Question 1: Prove Brook’s theorem for the given graph.

Solution:

The above graph,

The chromatic number of the graph, i.e. χ(G) = 3. 

The maximum degree of the graph i.e. k = 3.

Therefore, χ(G) = k. Thus, the above graph proves Brook’s Theorem.

Question 2: Prove Brook’s theorem for the given graph.

Solution:

The above graph,

The chromatic number of the graph, i.e. χ(G) = 3.

The maximum degree of the graph i.e. k = 3.

Therefore, χ(G) = k.

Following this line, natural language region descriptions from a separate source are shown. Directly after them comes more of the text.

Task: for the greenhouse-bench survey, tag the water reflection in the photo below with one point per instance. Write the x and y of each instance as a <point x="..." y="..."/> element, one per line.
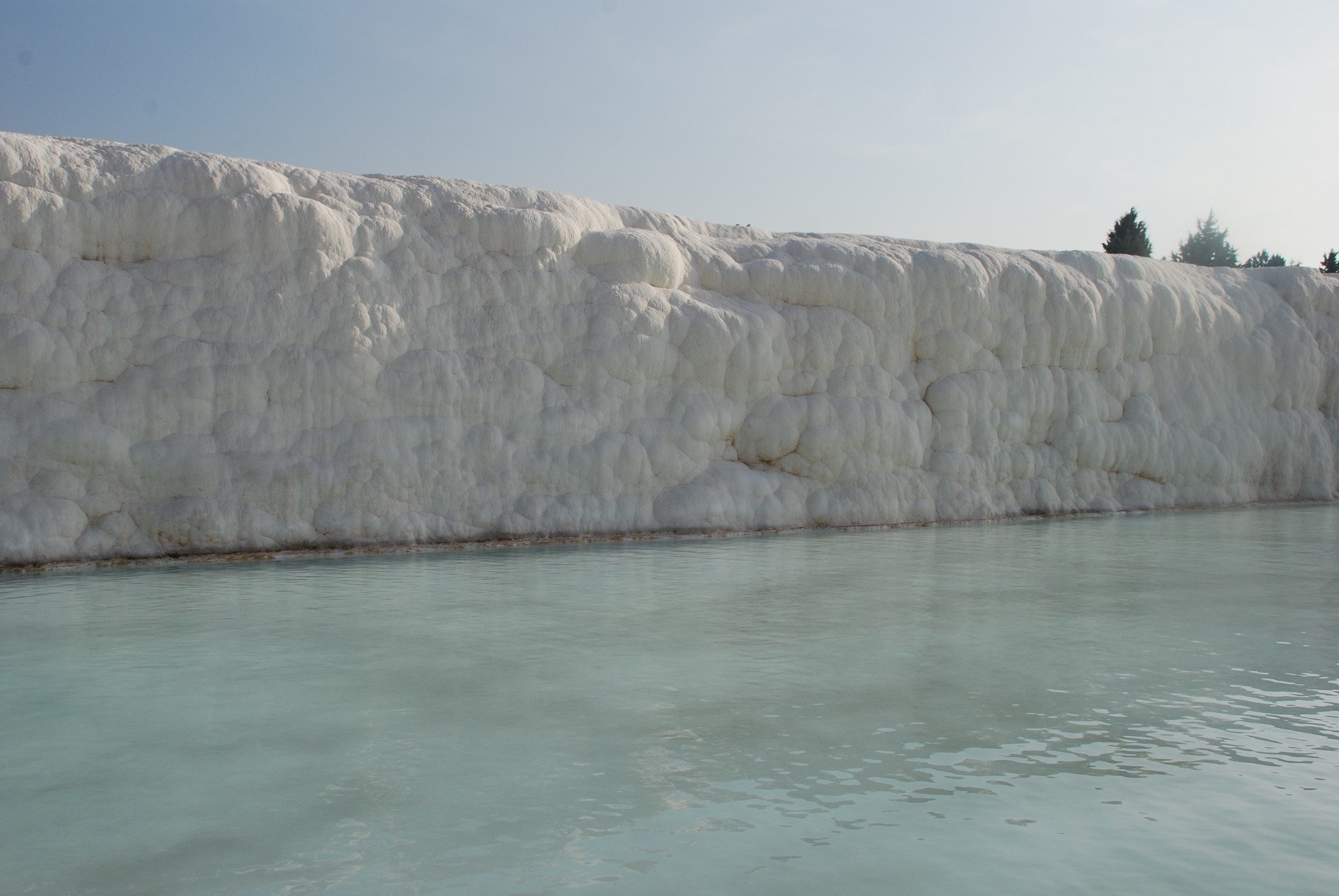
<point x="1074" y="706"/>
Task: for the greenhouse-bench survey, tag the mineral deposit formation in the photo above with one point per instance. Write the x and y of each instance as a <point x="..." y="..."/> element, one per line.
<point x="204" y="354"/>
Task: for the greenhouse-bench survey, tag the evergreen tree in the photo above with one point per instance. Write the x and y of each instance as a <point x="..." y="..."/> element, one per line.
<point x="1129" y="236"/>
<point x="1263" y="259"/>
<point x="1208" y="246"/>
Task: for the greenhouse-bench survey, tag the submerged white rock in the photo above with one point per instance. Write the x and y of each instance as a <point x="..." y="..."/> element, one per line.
<point x="208" y="354"/>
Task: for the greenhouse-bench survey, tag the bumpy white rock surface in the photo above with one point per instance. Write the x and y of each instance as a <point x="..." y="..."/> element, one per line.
<point x="204" y="354"/>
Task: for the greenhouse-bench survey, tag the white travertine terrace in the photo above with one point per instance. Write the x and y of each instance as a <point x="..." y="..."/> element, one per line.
<point x="204" y="354"/>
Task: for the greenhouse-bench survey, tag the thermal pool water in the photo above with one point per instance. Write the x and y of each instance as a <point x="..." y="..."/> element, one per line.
<point x="1111" y="705"/>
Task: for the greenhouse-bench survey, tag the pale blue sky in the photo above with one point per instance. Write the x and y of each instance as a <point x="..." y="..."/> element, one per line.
<point x="1027" y="125"/>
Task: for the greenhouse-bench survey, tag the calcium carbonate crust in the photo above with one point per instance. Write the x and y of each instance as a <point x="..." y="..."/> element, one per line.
<point x="204" y="354"/>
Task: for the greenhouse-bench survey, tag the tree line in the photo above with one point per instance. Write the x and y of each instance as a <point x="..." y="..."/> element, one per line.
<point x="1206" y="246"/>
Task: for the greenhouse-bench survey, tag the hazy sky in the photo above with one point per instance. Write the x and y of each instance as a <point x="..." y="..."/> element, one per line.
<point x="1028" y="125"/>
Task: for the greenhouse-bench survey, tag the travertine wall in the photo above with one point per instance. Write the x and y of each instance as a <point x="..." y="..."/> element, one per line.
<point x="208" y="354"/>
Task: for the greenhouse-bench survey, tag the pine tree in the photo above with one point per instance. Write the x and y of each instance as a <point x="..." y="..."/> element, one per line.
<point x="1129" y="236"/>
<point x="1263" y="259"/>
<point x="1208" y="246"/>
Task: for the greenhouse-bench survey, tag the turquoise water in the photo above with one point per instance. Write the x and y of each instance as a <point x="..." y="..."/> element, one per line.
<point x="1110" y="705"/>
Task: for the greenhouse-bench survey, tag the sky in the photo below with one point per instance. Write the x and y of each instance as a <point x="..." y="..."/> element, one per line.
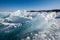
<point x="11" y="5"/>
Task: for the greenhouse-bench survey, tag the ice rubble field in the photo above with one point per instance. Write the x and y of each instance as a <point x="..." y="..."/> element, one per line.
<point x="22" y="25"/>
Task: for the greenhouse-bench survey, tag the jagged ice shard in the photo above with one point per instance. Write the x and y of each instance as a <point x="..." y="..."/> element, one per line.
<point x="19" y="23"/>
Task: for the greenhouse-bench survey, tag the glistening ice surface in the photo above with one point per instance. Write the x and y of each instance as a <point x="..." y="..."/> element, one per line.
<point x="23" y="25"/>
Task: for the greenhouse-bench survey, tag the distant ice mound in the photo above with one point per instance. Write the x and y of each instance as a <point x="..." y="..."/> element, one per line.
<point x="18" y="23"/>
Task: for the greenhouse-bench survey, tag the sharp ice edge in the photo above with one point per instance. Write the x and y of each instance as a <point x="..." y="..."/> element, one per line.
<point x="48" y="18"/>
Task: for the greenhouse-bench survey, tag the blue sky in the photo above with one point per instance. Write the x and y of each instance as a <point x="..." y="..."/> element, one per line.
<point x="11" y="5"/>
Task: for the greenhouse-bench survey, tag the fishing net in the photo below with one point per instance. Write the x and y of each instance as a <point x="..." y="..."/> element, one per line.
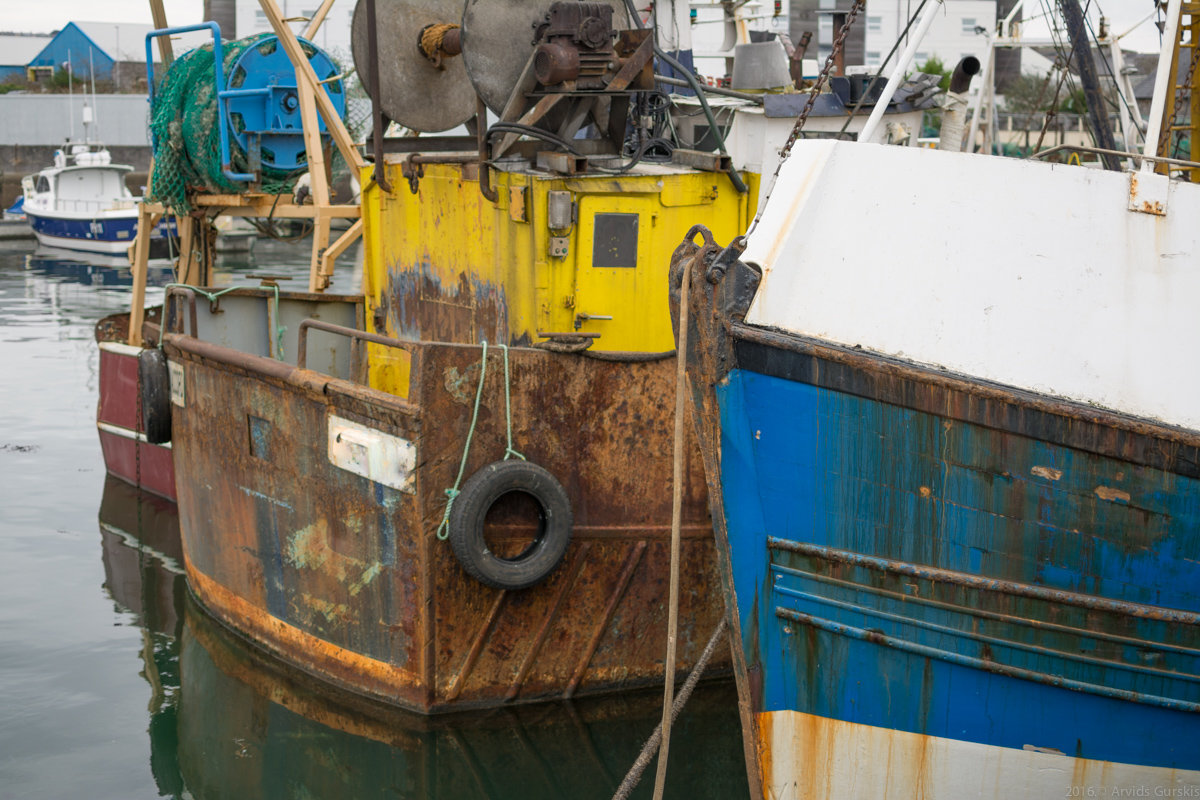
<point x="187" y="140"/>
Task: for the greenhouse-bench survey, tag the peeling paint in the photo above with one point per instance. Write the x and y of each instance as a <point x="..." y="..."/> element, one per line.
<point x="367" y="576"/>
<point x="1048" y="473"/>
<point x="1109" y="493"/>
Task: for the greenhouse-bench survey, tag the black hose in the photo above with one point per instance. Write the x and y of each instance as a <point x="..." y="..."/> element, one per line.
<point x="738" y="184"/>
<point x="528" y="130"/>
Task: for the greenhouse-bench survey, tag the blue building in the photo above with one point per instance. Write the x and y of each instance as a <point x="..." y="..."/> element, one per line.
<point x="17" y="50"/>
<point x="94" y="48"/>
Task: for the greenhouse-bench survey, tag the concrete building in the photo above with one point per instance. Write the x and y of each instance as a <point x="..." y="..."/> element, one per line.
<point x="17" y="50"/>
<point x="959" y="30"/>
<point x="814" y="17"/>
<point x="334" y="36"/>
<point x="107" y="50"/>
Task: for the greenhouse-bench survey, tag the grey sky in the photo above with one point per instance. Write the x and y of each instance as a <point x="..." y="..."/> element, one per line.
<point x="49" y="14"/>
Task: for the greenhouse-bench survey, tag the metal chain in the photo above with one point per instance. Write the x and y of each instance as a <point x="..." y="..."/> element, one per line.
<point x="838" y="43"/>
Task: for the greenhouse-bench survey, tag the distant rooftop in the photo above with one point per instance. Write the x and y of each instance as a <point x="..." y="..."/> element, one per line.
<point x="18" y="49"/>
<point x="119" y="41"/>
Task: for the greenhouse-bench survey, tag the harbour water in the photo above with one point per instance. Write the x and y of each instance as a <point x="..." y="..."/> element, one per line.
<point x="113" y="684"/>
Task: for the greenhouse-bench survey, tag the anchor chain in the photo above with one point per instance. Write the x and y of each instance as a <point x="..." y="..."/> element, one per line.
<point x="838" y="44"/>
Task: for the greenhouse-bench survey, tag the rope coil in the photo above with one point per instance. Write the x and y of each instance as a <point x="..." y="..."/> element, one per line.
<point x="211" y="296"/>
<point x="431" y="41"/>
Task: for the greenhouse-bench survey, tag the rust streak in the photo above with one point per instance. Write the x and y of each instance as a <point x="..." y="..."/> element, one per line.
<point x="477" y="647"/>
<point x="580" y="558"/>
<point x="1048" y="473"/>
<point x="1109" y="493"/>
<point x="627" y="573"/>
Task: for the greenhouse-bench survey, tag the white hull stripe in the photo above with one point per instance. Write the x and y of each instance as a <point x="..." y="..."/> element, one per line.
<point x="126" y="433"/>
<point x="809" y="757"/>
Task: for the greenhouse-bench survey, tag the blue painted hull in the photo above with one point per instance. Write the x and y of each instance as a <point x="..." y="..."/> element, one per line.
<point x="107" y="234"/>
<point x="941" y="629"/>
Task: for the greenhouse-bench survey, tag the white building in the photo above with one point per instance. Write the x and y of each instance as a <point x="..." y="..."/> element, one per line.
<point x="959" y="30"/>
<point x="334" y="36"/>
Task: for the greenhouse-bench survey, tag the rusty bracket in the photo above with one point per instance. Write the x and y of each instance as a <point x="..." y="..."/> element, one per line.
<point x="354" y="335"/>
<point x="708" y="162"/>
<point x="183" y="293"/>
<point x="377" y="116"/>
<point x="573" y="335"/>
<point x="413" y="170"/>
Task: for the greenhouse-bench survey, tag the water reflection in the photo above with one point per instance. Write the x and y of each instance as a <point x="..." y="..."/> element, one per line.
<point x="229" y="722"/>
<point x="93" y="269"/>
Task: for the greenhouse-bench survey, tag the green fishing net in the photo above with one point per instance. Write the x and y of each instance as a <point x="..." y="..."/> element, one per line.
<point x="187" y="140"/>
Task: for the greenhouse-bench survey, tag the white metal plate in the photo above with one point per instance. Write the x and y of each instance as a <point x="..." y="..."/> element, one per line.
<point x="1018" y="272"/>
<point x="372" y="453"/>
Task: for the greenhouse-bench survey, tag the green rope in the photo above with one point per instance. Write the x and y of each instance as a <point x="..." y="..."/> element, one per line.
<point x="453" y="492"/>
<point x="508" y="408"/>
<point x="211" y="296"/>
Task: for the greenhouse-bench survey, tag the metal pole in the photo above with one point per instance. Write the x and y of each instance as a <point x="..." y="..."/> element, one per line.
<point x="1097" y="109"/>
<point x="1164" y="82"/>
<point x="898" y="72"/>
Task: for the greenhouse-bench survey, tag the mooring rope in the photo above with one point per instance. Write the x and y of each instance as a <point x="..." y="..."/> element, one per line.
<point x="431" y="41"/>
<point x="652" y="744"/>
<point x="676" y="522"/>
<point x="453" y="492"/>
<point x="211" y="296"/>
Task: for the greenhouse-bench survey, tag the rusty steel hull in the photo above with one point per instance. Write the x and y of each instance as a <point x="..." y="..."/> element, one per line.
<point x="943" y="587"/>
<point x="345" y="577"/>
<point x="318" y="743"/>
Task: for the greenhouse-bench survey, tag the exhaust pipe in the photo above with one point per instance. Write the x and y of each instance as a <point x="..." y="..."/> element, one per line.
<point x="954" y="110"/>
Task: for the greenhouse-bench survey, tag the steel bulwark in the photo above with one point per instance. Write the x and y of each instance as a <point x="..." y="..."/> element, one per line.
<point x="345" y="578"/>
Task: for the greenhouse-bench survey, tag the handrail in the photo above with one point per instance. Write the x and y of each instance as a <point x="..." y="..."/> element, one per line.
<point x="1079" y="148"/>
<point x="354" y="335"/>
<point x="167" y="312"/>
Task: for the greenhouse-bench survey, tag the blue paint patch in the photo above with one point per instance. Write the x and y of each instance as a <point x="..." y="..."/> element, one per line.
<point x="387" y="498"/>
<point x="270" y="554"/>
<point x="827" y="468"/>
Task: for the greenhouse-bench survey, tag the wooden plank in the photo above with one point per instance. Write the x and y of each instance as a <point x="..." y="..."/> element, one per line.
<point x="160" y="20"/>
<point x="334" y="251"/>
<point x="317" y="19"/>
<point x="141" y="258"/>
<point x="304" y="72"/>
<point x="318" y="182"/>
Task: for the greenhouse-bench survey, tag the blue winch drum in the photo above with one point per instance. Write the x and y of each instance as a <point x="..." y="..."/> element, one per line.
<point x="263" y="103"/>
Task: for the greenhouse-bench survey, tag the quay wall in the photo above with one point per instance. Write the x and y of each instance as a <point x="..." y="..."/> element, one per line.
<point x="34" y="126"/>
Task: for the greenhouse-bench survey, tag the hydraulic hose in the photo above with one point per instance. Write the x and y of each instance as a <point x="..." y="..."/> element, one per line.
<point x="735" y="178"/>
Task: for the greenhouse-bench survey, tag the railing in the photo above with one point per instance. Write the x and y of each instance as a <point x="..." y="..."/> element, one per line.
<point x="354" y="335"/>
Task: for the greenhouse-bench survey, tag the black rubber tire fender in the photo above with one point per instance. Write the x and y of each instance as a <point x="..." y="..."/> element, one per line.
<point x="471" y="507"/>
<point x="155" y="380"/>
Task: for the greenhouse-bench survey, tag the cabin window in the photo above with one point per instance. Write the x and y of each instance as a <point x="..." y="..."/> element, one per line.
<point x="615" y="240"/>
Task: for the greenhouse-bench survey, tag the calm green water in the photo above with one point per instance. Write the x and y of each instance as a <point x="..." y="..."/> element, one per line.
<point x="113" y="685"/>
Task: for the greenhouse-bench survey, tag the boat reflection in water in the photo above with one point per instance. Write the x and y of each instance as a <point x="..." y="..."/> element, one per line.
<point x="144" y="576"/>
<point x="228" y="721"/>
<point x="96" y="270"/>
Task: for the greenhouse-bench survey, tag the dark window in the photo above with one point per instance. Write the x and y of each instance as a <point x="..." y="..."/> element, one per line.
<point x="616" y="240"/>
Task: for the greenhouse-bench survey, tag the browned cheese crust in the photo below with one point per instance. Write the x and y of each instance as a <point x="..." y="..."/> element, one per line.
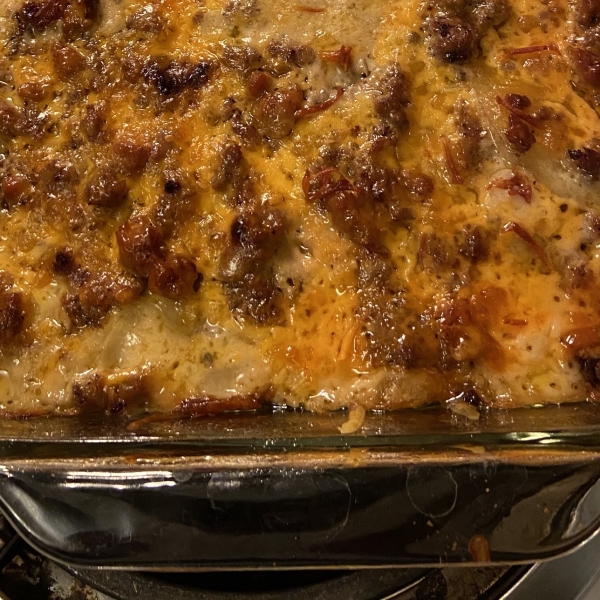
<point x="210" y="204"/>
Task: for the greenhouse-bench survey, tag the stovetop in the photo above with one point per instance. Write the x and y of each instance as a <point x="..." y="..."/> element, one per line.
<point x="26" y="575"/>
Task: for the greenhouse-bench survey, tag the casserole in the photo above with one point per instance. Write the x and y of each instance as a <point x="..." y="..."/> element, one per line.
<point x="358" y="205"/>
<point x="105" y="236"/>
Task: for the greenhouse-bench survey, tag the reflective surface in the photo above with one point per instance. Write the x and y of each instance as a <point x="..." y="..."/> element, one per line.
<point x="224" y="493"/>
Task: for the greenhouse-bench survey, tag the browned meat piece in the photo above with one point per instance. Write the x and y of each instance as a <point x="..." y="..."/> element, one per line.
<point x="140" y="244"/>
<point x="80" y="16"/>
<point x="64" y="262"/>
<point x="146" y="19"/>
<point x="39" y="14"/>
<point x="12" y="316"/>
<point x="590" y="369"/>
<point x="393" y="338"/>
<point x="94" y="121"/>
<point x="132" y="154"/>
<point x="296" y="54"/>
<point x="249" y="285"/>
<point x="68" y="61"/>
<point x="255" y="237"/>
<point x="106" y="190"/>
<point x="170" y="77"/>
<point x="463" y="329"/>
<point x="113" y="393"/>
<point x="243" y="8"/>
<point x="490" y="13"/>
<point x="587" y="160"/>
<point x="275" y="113"/>
<point x="91" y="296"/>
<point x="89" y="304"/>
<point x="451" y="39"/>
<point x="476" y="246"/>
<point x="517" y="185"/>
<point x="12" y="120"/>
<point x="246" y="131"/>
<point x="241" y="58"/>
<point x="437" y="253"/>
<point x="341" y="57"/>
<point x="468" y="144"/>
<point x="517" y="101"/>
<point x="175" y="205"/>
<point x="16" y="189"/>
<point x="258" y="83"/>
<point x="174" y="277"/>
<point x="418" y="185"/>
<point x="89" y="392"/>
<point x="255" y="296"/>
<point x="33" y="91"/>
<point x="587" y="13"/>
<point x="58" y="175"/>
<point x="519" y="134"/>
<point x="232" y="172"/>
<point x="394" y="97"/>
<point x="126" y="390"/>
<point x="352" y="212"/>
<point x="587" y="65"/>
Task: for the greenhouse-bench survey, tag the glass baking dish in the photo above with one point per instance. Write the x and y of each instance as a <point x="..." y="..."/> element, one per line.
<point x="285" y="489"/>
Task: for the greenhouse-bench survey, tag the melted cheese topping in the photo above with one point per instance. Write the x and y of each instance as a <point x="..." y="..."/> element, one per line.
<point x="428" y="251"/>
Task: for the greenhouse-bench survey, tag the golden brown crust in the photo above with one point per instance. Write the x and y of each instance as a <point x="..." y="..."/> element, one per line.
<point x="360" y="204"/>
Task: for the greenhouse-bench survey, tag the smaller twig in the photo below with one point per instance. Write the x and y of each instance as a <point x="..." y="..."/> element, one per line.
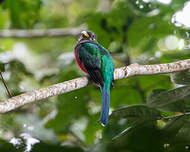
<point x="5" y="84"/>
<point x="175" y="116"/>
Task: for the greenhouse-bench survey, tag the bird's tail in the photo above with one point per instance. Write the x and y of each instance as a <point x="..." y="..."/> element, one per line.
<point x="105" y="105"/>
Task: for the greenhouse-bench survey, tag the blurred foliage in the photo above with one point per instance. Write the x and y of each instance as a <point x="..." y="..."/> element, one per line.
<point x="147" y="111"/>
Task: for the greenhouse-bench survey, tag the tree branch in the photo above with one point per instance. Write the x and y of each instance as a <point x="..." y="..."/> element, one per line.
<point x="42" y="32"/>
<point x="67" y="86"/>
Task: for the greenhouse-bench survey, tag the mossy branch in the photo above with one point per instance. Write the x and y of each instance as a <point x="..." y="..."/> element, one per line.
<point x="67" y="86"/>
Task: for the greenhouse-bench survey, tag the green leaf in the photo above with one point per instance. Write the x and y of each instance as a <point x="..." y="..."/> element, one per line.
<point x="136" y="111"/>
<point x="2" y="67"/>
<point x="148" y="27"/>
<point x="48" y="147"/>
<point x="165" y="99"/>
<point x="24" y="13"/>
<point x="172" y="128"/>
<point x="5" y="146"/>
<point x="182" y="77"/>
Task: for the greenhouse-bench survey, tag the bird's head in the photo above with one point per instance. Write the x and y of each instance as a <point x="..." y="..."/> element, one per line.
<point x="87" y="35"/>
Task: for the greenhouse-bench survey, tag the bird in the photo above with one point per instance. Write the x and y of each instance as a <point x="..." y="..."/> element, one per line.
<point x="97" y="62"/>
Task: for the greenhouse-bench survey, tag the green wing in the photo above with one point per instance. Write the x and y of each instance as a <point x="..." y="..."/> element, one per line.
<point x="89" y="55"/>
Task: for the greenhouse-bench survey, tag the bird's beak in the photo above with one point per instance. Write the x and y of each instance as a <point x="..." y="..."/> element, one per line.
<point x="85" y="34"/>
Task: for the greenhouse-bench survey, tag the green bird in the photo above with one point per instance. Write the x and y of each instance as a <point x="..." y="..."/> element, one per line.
<point x="96" y="61"/>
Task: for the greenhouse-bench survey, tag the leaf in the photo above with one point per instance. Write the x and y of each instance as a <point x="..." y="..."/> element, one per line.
<point x="5" y="146"/>
<point x="172" y="128"/>
<point x="164" y="99"/>
<point x="2" y="67"/>
<point x="48" y="147"/>
<point x="154" y="26"/>
<point x="136" y="111"/>
<point x="182" y="77"/>
<point x="23" y="13"/>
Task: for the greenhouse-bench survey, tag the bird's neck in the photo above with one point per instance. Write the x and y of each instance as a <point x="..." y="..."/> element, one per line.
<point x="84" y="41"/>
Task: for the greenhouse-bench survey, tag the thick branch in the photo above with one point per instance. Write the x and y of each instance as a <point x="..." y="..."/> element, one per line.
<point x="67" y="86"/>
<point x="41" y="32"/>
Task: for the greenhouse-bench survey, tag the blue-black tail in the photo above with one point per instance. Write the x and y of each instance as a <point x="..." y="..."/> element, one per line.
<point x="105" y="105"/>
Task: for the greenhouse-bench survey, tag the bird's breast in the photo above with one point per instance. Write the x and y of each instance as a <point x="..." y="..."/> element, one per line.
<point x="78" y="59"/>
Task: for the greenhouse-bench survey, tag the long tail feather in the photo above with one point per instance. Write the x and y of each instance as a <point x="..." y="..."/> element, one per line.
<point x="105" y="106"/>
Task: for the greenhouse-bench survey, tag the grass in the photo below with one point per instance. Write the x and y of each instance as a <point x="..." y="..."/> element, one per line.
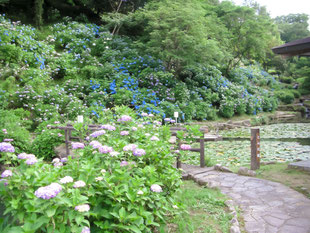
<point x="296" y="179"/>
<point x="205" y="211"/>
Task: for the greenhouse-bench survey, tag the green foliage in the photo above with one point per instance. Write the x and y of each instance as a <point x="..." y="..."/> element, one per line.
<point x="44" y="143"/>
<point x="118" y="186"/>
<point x="16" y="123"/>
<point x="293" y="26"/>
<point x="286" y="96"/>
<point x="179" y="33"/>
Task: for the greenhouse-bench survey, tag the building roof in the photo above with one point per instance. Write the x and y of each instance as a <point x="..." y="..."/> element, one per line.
<point x="297" y="47"/>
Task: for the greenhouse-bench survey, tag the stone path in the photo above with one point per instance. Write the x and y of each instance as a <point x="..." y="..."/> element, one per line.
<point x="303" y="165"/>
<point x="266" y="206"/>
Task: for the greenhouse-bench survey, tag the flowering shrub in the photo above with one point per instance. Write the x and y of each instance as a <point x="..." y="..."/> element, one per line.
<point x="95" y="71"/>
<point x="113" y="183"/>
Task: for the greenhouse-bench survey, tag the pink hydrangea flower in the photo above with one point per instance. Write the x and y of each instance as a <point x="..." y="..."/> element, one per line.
<point x="56" y="160"/>
<point x="8" y="140"/>
<point x="49" y="191"/>
<point x="77" y="145"/>
<point x="167" y="119"/>
<point x="66" y="179"/>
<point x="124" y="118"/>
<point x="154" y="138"/>
<point x="97" y="133"/>
<point x="31" y="161"/>
<point x="58" y="164"/>
<point x="6" y="147"/>
<point x="185" y="147"/>
<point x="129" y="147"/>
<point x="82" y="208"/>
<point x="85" y="230"/>
<point x="79" y="184"/>
<point x="105" y="149"/>
<point x="114" y="153"/>
<point x="139" y="152"/>
<point x="124" y="133"/>
<point x="64" y="160"/>
<point x="124" y="163"/>
<point x="156" y="188"/>
<point x="6" y="173"/>
<point x="5" y="182"/>
<point x="25" y="156"/>
<point x="108" y="127"/>
<point x="95" y="144"/>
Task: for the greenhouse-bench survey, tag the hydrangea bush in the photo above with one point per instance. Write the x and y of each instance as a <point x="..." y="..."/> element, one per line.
<point x="82" y="69"/>
<point x="111" y="183"/>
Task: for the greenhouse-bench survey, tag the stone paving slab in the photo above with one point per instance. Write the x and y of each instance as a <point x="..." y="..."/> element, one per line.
<point x="266" y="206"/>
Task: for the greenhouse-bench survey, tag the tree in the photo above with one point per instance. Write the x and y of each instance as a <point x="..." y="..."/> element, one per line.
<point x="179" y="33"/>
<point x="251" y="31"/>
<point x="293" y="26"/>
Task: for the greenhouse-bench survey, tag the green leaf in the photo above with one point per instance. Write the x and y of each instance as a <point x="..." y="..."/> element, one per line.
<point x="122" y="213"/>
<point x="51" y="212"/>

Thus, the above graph proves Brook’s Theorem.

Question 3: Prove Brook’s theorem for the given graph.

Solution:

The above graph,

The chromatic number of the graph, i.e. χ(G) = 5.

The maximum degree of the graph i.e. k = 5.

Therefore, χ(G) = k. Thus, the above graph proves Brook’s Theorem.

Question 4: Prove Brook’s theorem for the given graph.

Solution:

The above graph,

The chromatic number of the graph, i.e. χ(G) = 3.

The maximum degree of the graph i.e. k = 3.

Therefore, χ(G) = k. Thus, the above graph proves Brook’s Theorem.

Question 5: Prove Brook’s theorem for the given graph.

Solution:

The above graph,

The chromatic number of the graph, i.e. χ(G) = 3.

The maximum degree of the graph i.e. k = 3.

Therefore, χ(G) = k. Thus, the above graph proves Brook’s Theorem.

Question 6: Prove Brook’s theorem for the given graph.

Solution:

The above graph,

The chromatic number of the graph, i.e. χ(G) = 4.

The maximum degree of the graph i.e. k = 4.

Therefore, χ(G) = k. Thus, the above graph proves Brook’s Theorem.